Qui est Harry Alis? (1857-1895)
Harry Alis, de son vrai nom Jules-Hippolyte Percher, est né à Couleuvre (Allier) le 7 octobre 1857.
Il fit des études studieuses à Moulins où il rencontra Maurice Guillemot son aîné, professeur et homme de lettres. C'est lui qui le conduisit au Quartier Latin et par qui il fréquenta les cafés et les brasseries littéraires (le jour, un peu moins la nuit).
Il fit la connaissance de Crampel, le jeune explorateur de l'Afrique, et convaincu d'apprécier la nécessité de combattre en Afrique l'influence anglaise, il fut le promoteur dévoué des expéditions Crampel, Dybowski, Maistre, Mizon et de tant d'autres.
Ses livres, A la conquête du Tchad, Nos Africains, Promenades en Egypte, ses articles dans la presse parisienne ne lui semblaient même plus dans les derniers temps une aide assez puissante aux explorateurs et aux colons dont il patronnait l'initiative, et il venait de fonder au Caire le Journal égyptien destiné à défendre là-bas les intérêts français.
Il laissa un fils de quatorze ans, né d'un premier mariage, et qui vit rue Vauquelin avec sa grand-mère et Mme Harry Alis.
M. Harry Alis a été nommé chevalier de la Légion d'honneur.
Comment est-il mort?
Pour d'obscures raisons (accusation portée par Le Châtelier sur une compromission possible d’Alis avec des intérêts belges en Afrique, lui-même ayant été précédemment accusé par Alis de rechercher des avantages économiques en Afrique occidentale.?), il fut provoqué en duel par un de ses camarades du Comité de l'Afrique française, ce Le Châtelier.
Le duel à l'épée eut lieu le 1 mars 1895 à 11 heures trente du matin à l'île de la Grande Jatte, dans la salle de bal du restaurant "Le Moulin-Rouge'. Le tenancier vint le chercher dans sa voiture et le conduisit bras-dessus-bras-dessous dans la salle de bal, où en lettres d'or, s'étalait une inscription extraite de vers de Dante : "Vous qui passez, venez vous réjouir".
Les deux hommes montèrent l'escalier à double rampe qui conduisait à la salle de restaurant, vide pour la circonstance.
Le Châtelier était déjà là avec ses témoins.
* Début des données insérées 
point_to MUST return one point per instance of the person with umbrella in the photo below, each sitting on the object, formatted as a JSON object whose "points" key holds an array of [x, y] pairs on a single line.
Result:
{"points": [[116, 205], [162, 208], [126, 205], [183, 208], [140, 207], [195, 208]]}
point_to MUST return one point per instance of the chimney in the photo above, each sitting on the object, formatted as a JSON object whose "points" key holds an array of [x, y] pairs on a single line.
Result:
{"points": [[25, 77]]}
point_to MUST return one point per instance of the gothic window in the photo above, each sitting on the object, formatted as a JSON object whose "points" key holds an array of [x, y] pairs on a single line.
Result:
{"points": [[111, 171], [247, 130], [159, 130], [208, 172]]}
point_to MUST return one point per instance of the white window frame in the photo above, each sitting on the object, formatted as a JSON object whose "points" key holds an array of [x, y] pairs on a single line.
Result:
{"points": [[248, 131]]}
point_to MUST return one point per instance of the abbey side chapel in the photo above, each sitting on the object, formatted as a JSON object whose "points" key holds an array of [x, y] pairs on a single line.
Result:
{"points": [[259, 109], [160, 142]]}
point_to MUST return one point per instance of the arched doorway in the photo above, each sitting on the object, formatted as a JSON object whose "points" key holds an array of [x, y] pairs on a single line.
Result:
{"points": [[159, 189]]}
Les combattants, en manches de chemises avec un plastron se mirent en garde. Le combat dura peu, Harry fut touché sous l'aisselle droite. Il chancela, porta la main à sa poitrine. Les témoins l'aidèrent à s'asseoir sur une chaise. Des médecins posèrent un tampon d'ouate sur la plaie. L'épée avait transpercée la poitrine. Alis murmura : "Je suis perdu'", il ferma les yeux, il était mort. En attendant le commissaire de police de Levallois, on transporta son corps au rez-de-chaussée sur un billard que l'on avait recouvert d'un drap.
Les journaux ne firent pas beaucoup d'écho en parlant de son œuvre, les écrivains et les critiques pas davantage.
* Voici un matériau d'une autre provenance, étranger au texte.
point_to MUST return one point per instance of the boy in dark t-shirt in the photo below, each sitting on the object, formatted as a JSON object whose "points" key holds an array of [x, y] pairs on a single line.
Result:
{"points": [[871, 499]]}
Seul, Charles Mauras rendit hommage au talent de l"écrivain :
"Je reste fidèle au souvenir que nous laissa en 1889 ou 1890, un petit recueil de nouvelles signé Harry Alis intitulé : Quelques fous. On y voyait passer mille personnages , très beaux de logique et dessinés avec une grande énergie. J'avoue que je fus sur le point de me demander si l'auteur du livre ne serait pas notre Edgard Poe."
A propos de son oeuvre :
Ami et protégé de Maupassant, proche de Zola, remarqué par Flaubert et Huysmans, Harry Alis est l'auteur de Hara-Kiri. Il connaissait bien les milieux décrits dans ce roman. (cf. ci-dessus)
Alis, en 1878 fonda la Revue moderne et naturaliste avec son ami Guy Tomel, il dirigea le Panurge (octobre 1882 – avril 1883) dont le rédacteur en chef-gérant était Félicien Champsaur, il fut hydropathe (Les Hydropathes est un club littéraire parisien, fondé par le poète et romancier Émile Goudeau, et qui a existé entre 1878 et 1880 puis, de façon éphémère, en 1884.et connu la bohème littéraire et le milieux des petites revues des années 1880.)
A travers les pérégrinations d'un digne fils de samouraï dans divers milieux parisiens - des cafés de la rive gauche aux hôtels particuliers de la rive droite en passant par le célèbre salon de Nina de Villard - l'auteur donne ici un plaisant et cruel roman d'apprentissage situé en une époque (la IIIe République) que Baudelaire qualifiait de grande barbarie éclairée au gaz .
Intrigues en tous genres, adultères, duels, suicides, règlements de compte, retournements de situation et revers de fortune : ces aventures d'un fils de l'empire du Soleil-Levant dans la Ville lumière tiennent avec bonheur le milieu entre Balzac et Dumas.
Attaché à l'école naturaliste, admirateur de Maupassant, il laisse quelques romans et recueils de nouvelles : avec Guy Tomel [pseud. de Gabriel Guillemot], Le revers de la médaille, A. Cinqualbre, [1878], Hara-Kiri, Paul Ollendorff, 1882 - Les Pas de chance, Bruxelles, Henry Kistemaeckers, 1883. Eau forte de Brunin (portrait de Harry Alis) - Reine Soleil. Une fille de la glèbe, Paul Ollendorff, 1884 - Miettes, Jules Lévy, 1885 - Petite ville. Jules Lévy, 1886 - Quelques fous, Alphonse Lemerre, 1889.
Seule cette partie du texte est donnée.